Siphoning the Internet into your TV is just part of the adventure here
because the Netgear box comes with software that lets you connect to
BitTorrent.com.
BitTorrent is a Web site for peer-to-peer file sharing, the kind of
Internet service that sends shudders up and down the music and movie
industries. It has 150 million users, and the content is not illegal,
except once in a while.
It has thousands of movies and games, and the "Torrent" part of the name
tells you these can be delivered to your computer very fast. In
practice, that means the download is fast, but decompressing it takes
awhile. We started BitTorrent by downloading Danny Kaye's hilarious
movie "The Inspector General," based on a comedy by 19th-century
Ukrainian playwright Nikolai Gogol. The decompression took a couple of
hours.
A movie download takes up a lot of hard drive space. "The Inspector
General" took up 1.3 gigabytes, and that would be typical. A small hard
drive would be filled up pretty fast, but fortunately, most of the hard
drives on new computers have close to 100 gigabytes or more of storage.

Another way to deal with the space problem would be to offload the
movies onto a DVD. You could also save directly to DVD instead of the
hard drive if you make that the destination drive before you start the
download.
You can download TV shows as well as movies and games from BitTorrent.
Current movies and shows are usually not free and have to be downloaded
as rentals. Most games have a trial version.

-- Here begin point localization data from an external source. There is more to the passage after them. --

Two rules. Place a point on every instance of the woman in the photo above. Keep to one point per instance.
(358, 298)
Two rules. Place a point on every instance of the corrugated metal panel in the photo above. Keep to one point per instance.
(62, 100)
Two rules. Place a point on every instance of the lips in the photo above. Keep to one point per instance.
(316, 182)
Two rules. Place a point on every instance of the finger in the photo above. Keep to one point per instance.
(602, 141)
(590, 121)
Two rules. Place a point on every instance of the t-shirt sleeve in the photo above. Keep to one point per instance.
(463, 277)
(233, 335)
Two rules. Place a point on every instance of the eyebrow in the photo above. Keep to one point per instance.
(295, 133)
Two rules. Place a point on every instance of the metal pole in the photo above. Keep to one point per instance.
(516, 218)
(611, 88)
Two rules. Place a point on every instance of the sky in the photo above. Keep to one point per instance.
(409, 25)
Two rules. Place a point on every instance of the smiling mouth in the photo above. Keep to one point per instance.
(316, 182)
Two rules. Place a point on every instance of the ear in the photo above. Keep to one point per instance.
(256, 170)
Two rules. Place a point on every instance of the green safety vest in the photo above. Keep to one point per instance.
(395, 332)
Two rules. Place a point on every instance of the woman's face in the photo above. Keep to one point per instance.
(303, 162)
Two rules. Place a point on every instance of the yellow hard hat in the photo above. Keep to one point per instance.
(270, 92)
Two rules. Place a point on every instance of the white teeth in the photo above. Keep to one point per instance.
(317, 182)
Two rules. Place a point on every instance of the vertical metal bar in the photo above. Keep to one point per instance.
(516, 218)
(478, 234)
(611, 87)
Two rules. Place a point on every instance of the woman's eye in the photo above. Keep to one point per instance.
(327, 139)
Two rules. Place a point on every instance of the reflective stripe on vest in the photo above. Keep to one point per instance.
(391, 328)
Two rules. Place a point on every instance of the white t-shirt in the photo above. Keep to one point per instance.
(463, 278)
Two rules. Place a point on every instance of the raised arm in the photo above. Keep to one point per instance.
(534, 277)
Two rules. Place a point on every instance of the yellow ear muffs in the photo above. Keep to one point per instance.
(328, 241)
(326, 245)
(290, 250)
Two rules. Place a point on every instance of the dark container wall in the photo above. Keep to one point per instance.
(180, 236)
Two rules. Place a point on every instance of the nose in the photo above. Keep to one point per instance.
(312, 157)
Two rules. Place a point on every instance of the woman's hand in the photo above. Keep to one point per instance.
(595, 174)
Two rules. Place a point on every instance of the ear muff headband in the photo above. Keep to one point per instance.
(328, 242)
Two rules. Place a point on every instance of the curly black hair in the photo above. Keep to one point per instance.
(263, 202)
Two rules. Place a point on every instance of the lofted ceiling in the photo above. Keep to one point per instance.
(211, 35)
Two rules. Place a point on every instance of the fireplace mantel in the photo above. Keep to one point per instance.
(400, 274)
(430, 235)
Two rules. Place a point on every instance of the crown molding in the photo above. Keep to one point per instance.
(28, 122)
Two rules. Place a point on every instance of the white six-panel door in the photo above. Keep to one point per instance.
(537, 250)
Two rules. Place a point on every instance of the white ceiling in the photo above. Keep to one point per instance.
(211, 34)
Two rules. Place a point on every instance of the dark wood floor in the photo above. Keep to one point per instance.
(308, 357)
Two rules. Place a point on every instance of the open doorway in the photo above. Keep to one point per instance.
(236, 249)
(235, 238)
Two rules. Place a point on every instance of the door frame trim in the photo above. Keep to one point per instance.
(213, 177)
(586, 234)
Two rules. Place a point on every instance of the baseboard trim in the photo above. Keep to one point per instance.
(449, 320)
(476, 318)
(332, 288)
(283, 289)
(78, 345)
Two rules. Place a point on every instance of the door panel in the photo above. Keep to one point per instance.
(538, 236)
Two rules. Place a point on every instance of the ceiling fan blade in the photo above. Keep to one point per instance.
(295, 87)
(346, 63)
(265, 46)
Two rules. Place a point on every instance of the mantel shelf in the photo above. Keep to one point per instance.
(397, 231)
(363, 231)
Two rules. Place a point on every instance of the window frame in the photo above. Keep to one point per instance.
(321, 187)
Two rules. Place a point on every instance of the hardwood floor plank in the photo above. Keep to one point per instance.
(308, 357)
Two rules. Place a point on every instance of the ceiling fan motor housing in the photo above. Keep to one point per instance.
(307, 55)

The Netgear EVA8000 box keeps track of what you've watched and lets you
bookmark favorites for the entertainment of your guests. Dozens of video
categories have been pre-selected and are in the box, so to speak. When
you do searches by topic -- a name or a subject -- the box saves the
searches, and they can be brought back by selecting a keyword. This is a
great feature. And if you like one video, you can look at others
uploaded to YouTube by the same user.
You can also use the Entertainer to display photos on your TV or videos
previously stored on your PC, play Internet radio, or give you the
latest news reports by RSS (really simple syndication) feed.